Wednesday, July 14, 2010

Charity Quilts

As I've said before, I am chair of the Charity Quilts committee in my guild. It's fun and frustrating all at the same time.

The fun part is the treasure hunt in the charity quilts stash. We have a ton of fabric, lots of crochet thread for tying, some notions, and a few quilt kits. Some of this fabric is high quality. Lots of it is unknown quality, some is crap.  It is semi-organized by color and fabric type. Some of it is very old. When you search through a box, you never know what you're going to find.

The frustrating part is managing how much fabric there is and developing ways to get people to use it on charity projects. Additionally, no one seems to like to quilt these projects - that's the bottleneck. We can get people to make blocks, make tops, and bind quilts. We have a backlog of about 50 tops with backs that are ready to be quilted.

I'm trying to organize some projects out of the gigantic stash.

I have a committee who helps me with the organization and putting projects together. However, what this group really needs is vision, direction, and motivation. That's me.

Yesterday, my bee members came over and helped organize the stash, as much as we could in two hours. We got so much done! Yet, at the same time, it was frustrating because no one wanted to throw out anything.
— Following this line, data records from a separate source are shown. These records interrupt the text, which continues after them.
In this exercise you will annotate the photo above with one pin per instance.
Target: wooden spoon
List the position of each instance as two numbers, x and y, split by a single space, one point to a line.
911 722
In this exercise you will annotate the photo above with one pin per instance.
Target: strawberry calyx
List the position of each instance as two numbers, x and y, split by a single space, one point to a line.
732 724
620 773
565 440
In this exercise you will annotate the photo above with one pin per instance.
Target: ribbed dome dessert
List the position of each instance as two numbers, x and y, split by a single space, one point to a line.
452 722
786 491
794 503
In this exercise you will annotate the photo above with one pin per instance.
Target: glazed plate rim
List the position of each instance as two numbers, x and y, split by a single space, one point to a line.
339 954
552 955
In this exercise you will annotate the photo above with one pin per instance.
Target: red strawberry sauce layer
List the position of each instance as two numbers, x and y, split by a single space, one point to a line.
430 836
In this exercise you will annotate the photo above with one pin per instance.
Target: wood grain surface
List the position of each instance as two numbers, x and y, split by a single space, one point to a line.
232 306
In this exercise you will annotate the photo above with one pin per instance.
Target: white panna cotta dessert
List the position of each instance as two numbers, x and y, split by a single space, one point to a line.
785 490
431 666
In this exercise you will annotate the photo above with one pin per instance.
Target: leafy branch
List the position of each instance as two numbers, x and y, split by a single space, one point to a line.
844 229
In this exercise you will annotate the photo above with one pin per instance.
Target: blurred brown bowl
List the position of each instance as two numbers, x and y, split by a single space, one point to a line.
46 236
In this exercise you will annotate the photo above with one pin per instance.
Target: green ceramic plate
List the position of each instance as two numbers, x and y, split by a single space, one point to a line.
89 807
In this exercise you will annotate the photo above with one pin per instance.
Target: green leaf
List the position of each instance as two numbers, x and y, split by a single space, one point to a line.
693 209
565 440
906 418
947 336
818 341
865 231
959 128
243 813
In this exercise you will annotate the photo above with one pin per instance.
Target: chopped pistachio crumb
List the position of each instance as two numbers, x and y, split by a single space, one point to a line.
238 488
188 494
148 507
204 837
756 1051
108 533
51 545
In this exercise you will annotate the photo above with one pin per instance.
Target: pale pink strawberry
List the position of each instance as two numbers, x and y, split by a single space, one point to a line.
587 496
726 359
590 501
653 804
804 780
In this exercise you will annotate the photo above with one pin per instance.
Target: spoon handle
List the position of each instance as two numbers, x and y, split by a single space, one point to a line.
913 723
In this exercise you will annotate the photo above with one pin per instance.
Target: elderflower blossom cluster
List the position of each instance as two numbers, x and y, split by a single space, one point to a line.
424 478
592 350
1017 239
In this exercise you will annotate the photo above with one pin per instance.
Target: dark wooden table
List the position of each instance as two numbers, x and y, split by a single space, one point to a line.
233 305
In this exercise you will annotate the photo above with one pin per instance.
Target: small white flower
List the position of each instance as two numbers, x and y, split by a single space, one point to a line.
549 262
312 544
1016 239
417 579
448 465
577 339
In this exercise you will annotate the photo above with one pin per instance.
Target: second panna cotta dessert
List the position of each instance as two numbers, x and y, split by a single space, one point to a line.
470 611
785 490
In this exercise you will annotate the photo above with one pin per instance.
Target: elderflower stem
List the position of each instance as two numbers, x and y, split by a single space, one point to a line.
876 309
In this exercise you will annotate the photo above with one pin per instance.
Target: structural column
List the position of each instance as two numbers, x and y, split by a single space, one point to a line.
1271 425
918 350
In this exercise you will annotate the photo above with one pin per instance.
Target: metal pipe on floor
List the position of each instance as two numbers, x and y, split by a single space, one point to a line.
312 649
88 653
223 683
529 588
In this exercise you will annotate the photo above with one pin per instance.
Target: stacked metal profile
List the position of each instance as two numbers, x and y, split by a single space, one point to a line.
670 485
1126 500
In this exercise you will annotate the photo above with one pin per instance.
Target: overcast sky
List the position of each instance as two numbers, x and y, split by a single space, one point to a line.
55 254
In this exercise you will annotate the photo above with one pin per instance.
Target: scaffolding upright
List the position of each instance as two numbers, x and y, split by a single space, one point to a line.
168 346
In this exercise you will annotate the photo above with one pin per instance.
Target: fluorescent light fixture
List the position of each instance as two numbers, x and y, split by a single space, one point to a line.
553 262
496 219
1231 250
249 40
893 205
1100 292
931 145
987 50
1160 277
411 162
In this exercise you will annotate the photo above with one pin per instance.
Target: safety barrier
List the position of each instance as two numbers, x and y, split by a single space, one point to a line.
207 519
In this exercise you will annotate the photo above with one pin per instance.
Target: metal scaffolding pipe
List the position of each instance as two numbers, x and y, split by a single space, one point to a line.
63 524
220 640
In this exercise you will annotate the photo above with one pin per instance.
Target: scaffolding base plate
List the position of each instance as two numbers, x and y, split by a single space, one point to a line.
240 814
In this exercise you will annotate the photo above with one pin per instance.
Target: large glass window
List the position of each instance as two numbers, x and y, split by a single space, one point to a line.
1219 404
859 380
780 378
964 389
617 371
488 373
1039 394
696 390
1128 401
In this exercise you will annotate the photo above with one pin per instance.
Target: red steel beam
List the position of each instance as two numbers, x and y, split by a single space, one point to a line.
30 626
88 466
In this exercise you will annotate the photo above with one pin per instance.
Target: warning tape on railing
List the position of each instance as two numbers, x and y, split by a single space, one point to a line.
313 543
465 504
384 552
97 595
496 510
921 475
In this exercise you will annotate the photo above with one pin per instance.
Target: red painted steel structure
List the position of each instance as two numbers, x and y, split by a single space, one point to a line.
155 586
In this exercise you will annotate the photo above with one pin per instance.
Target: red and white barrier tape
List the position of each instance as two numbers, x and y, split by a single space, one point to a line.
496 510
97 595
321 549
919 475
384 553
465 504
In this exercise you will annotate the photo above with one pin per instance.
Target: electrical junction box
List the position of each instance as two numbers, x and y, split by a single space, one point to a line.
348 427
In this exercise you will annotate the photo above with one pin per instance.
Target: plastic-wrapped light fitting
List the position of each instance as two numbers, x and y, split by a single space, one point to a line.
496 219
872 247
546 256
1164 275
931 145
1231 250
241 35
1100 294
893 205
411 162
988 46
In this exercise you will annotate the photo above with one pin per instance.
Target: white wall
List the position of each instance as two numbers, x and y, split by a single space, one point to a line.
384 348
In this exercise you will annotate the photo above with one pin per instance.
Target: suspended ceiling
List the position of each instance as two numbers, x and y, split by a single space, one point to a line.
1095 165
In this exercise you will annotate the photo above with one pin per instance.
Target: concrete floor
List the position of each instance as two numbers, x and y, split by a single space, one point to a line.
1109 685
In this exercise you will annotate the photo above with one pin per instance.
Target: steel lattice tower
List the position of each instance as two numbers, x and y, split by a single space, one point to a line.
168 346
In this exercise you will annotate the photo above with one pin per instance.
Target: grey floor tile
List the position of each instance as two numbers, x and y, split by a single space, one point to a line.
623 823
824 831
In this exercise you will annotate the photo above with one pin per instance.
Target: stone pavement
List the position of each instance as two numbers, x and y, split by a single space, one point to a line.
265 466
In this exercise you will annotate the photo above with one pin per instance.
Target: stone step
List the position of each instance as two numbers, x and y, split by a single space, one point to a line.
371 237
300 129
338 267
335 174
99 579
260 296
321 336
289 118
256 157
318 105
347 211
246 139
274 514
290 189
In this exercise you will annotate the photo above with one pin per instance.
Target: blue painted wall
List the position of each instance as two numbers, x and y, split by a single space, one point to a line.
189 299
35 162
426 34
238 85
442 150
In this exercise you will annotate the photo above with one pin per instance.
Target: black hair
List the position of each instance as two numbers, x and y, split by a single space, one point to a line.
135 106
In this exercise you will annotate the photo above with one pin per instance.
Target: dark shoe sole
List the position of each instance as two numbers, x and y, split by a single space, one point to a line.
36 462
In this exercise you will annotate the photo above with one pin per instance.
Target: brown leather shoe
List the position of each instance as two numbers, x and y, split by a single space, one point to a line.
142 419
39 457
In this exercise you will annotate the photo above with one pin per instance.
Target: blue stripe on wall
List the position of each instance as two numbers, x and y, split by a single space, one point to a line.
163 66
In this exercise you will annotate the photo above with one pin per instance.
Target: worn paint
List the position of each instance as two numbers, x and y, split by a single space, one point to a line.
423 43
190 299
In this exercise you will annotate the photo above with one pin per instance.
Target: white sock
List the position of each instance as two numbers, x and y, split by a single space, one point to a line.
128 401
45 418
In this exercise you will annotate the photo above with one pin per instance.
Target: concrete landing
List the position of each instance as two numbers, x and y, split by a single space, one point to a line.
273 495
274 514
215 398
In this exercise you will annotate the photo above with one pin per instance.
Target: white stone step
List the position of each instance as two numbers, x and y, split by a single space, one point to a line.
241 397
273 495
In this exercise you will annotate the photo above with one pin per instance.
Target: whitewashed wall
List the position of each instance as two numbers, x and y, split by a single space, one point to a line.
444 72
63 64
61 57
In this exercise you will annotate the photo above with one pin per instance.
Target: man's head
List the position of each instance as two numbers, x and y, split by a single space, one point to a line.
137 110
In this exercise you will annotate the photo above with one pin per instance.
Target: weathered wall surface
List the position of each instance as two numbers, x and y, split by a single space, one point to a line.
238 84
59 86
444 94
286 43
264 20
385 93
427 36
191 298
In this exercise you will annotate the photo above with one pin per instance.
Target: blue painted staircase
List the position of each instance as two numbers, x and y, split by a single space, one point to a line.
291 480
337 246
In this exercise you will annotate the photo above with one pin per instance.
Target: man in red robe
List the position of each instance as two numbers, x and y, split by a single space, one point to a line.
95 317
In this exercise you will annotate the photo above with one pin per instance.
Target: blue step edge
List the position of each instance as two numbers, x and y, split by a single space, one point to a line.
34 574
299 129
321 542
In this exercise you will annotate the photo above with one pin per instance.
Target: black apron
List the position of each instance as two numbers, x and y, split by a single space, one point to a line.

Lots of statements like:

  • "Oh, you could use this in a nine-patch!"
  • "You could fussy cut this little piece."
  • "This would be a nice Amish quilt."
  • "Oh, don't break up that collection of fabrics! It could be such a nice quilt!"

Then they lovingly place it back in the box. Well....? Who could make that nine-patch? Who could communicate the vision? Who could design a quilt that uses the fussy cut blocks?

The implication is that I'll do it. Well...? Phooey! I'm going to work on the projects I want to work on because there are too many projects in the stash for one person to organize. It was a little annoying to have them return the burden all back on me and suggest that I'm not efficient or creative enough to come up with a project for every little scrap.

I know, that's not really what they were saying. They weren't wrong in their suggestions, just not supportive of my point of view. We have too much fabric to handle in a practical way, we don't have a good method for organizing and storing it, and we don't have enough labor to use it efficiently.

Some of these fabrics have copyright dates in the 1990s and earlier!! One kit was a shop-hop project from 2000. If no one has touched it in 10 years, then I think it needs to be broken up and added into the stash, not be kept together as a kit. And it's easy for them to say keep it when 20-30 boxes are not in their houses.

OK, I've had my rant. As long as I'm strong in my viewpoint, I'll be fine, and I will definitely have some fun with this office.

I have made a mystery quilt project and a fun Curious George project. There are copious strippy piece blocks to be made. Yesterday, we picked out 7 quilts worth of yardage to give to a Girl Scout who is doing a quilt related Gold Award project. Last night I found a collection of 10 inch squares - "Layer Cake" size! New project!!

This office appeals to the quilt designer in me. Let's see what I can come up with!